- Specialty: Gastroenterology

= Heller myotomy =

Surgical cutting of the lower esophageal sphincter muscles

Heller myotomy is a surgical procedure in which the muscles of the cardia (lower esophageal sphincter or LES) are cut, allowing food and liquids to pass to the stomach. It is used to treat achalasia, a disorder in which the lower esophageal sphincter fails to relax properly, making it difficult for food and liquids to reach the stomach.

==History and development==
It was first performed by Ernst Heller (1877–1964) in 1913. Then and until recently, this surgery was performed using an open procedure, either through the chest (thoracotomy) or through the abdomen (laparotomy). However, open procedures involve greater recovery times. Modern Heller myotomy is normally performed using minimally invasive laparoscopic techniques, which minimize risks and speeds recovery significantly. The 100th anniversary of Heller's description of the surgical treatment of patients with achalasia was celebrated in 2014.

==Procedure==
During the procedure, the patient is put under general anaesthesia. Five or six small incisions are made in the abdominal wall and laparoscopic instruments are inserted. The myotomy is a lengthwise cut along the esophagus, starting usually about 6 cm above the lower esophageal sphincter and extending down onto the stomach approximately 2-2.5 cm. The oesophagus is made of several layers, and the myotomy only cuts through the outside muscle layers which are squeezing it shut, leaving the inner mucosal layer intact. This procedure can also be performed robotically.

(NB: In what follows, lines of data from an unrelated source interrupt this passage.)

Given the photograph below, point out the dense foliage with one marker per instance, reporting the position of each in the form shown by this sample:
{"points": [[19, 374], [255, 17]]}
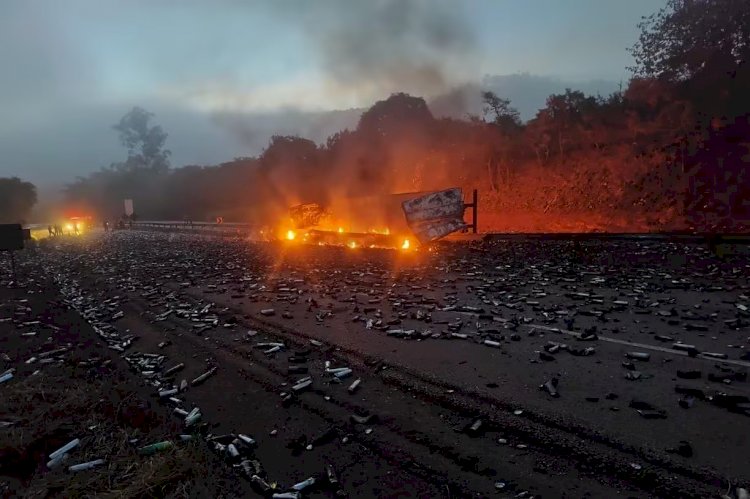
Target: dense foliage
{"points": [[668, 151]]}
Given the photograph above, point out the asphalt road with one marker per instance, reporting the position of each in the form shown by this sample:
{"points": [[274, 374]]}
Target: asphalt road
{"points": [[488, 368]]}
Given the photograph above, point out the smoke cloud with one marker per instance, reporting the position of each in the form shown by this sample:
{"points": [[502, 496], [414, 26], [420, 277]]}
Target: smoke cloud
{"points": [[372, 49]]}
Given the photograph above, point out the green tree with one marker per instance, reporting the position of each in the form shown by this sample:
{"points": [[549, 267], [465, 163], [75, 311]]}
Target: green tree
{"points": [[17, 198], [689, 38], [505, 116]]}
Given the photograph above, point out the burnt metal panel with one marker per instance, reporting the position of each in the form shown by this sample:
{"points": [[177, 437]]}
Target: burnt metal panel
{"points": [[307, 215], [435, 215]]}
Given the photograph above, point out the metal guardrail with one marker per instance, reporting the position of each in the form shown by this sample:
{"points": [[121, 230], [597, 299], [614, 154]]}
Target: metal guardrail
{"points": [[683, 237]]}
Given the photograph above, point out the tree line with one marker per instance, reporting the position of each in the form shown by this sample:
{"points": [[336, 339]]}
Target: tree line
{"points": [[669, 150]]}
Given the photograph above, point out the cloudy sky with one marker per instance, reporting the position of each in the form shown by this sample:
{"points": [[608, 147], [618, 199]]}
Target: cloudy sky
{"points": [[222, 75]]}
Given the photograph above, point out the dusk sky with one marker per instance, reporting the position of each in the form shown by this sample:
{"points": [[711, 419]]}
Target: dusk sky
{"points": [[70, 69]]}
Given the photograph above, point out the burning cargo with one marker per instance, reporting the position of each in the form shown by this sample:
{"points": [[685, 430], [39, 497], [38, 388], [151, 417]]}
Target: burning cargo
{"points": [[382, 221]]}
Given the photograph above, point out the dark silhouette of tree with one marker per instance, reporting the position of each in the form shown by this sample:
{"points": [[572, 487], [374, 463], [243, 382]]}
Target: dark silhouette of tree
{"points": [[17, 198], [690, 38], [505, 116]]}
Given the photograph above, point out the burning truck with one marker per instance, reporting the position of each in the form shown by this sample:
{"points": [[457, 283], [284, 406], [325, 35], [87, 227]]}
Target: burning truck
{"points": [[391, 221]]}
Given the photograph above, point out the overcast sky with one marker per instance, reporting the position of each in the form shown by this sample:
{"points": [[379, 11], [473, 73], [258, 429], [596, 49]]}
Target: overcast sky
{"points": [[69, 69]]}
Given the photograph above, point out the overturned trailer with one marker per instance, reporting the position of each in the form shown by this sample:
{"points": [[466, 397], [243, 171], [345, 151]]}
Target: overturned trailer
{"points": [[387, 220]]}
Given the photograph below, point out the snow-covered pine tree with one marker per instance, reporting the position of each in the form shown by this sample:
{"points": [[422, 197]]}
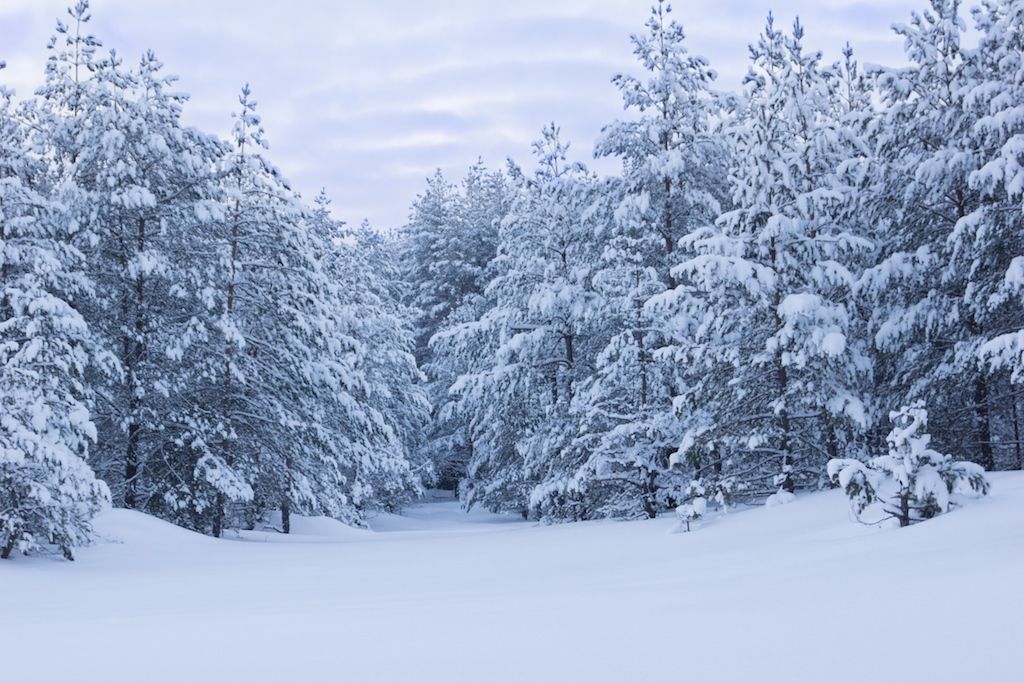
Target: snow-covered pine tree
{"points": [[363, 275], [776, 365], [929, 318], [48, 495], [448, 246], [988, 242], [673, 181], [912, 482], [539, 341]]}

==Risks, complications, and outlook==
There is a small risk of perforation during the myotomy. A gastrografin swallow is performed after the surgery to check for leaks. If the surgeon accidentally cuts through the innermost layer of the esophagus, the perforation may need to be closed with a stitch.

Food can easily pass downward after the myotomy has cut through the lower oesophageal sphincter, but stomach acids can also easily reflux upward. Therefore, this surgery is often combined with partial fundoplication to reduce the incidence of postoperative acid reflux. In Dor or anterior fundoplication, which is the most common method, part of the stomach (the fundus) is laid over the front of the oesophagus and stitched into place so that whenever the stomach contracts, it also closes off the oesophagus instead of squeezing stomach acids into it. In Toupet or posterior fundoplication, the fundus is passed around the back of the oesophagus instead. Nissen or complete fundoplication (wrapping the fundus all the way around the oesophagus) is generally not considered advisable because peristalsis is absent in achalasia patients.

This is a somewhat challenging operation, and surgeons have reported improved outcomes after their first 50 patients. An author search at Google Scholar can be used to find studies on a surgeon's past experience with achalasia patients.

After laparoscopic surgery, most patients can take clear liquids later the same day, start a soft diet within 2–3 days, and return to a normal diet after one month. The typical hospital stay is 2–3 days, and many patients can return to work after two weeks. If the surgery is done open instead of laparoscopically, patients may need to take a month off work. Heavy lifting is typically restricted for six weeks or more.

The Heller myotomy is a long-term treatment, and many patients do not require any further treatment. However, some will eventually need pneumatic dilation, repeat myotomy (usually performed as an open procedure the second time around), or oesophagectomy. It is important to monitor changes in the shape and function of the esophagus with an annual timed barium swallow. Regular endoscopy may also be useful to monitor changes in the tissue of the oesophagus, since reflux may damage the oesophagus over time, potentially causing the return of dysphagia, or a premalignant condition known as Barrett's esophagus.

Though this surgery does not correct the underlying cause and does not eliminate achalasia symptoms, the vast majority of patients find that the surgery greatly improves their ability to eat and drink. It is considered the definitive treatment for achalasia.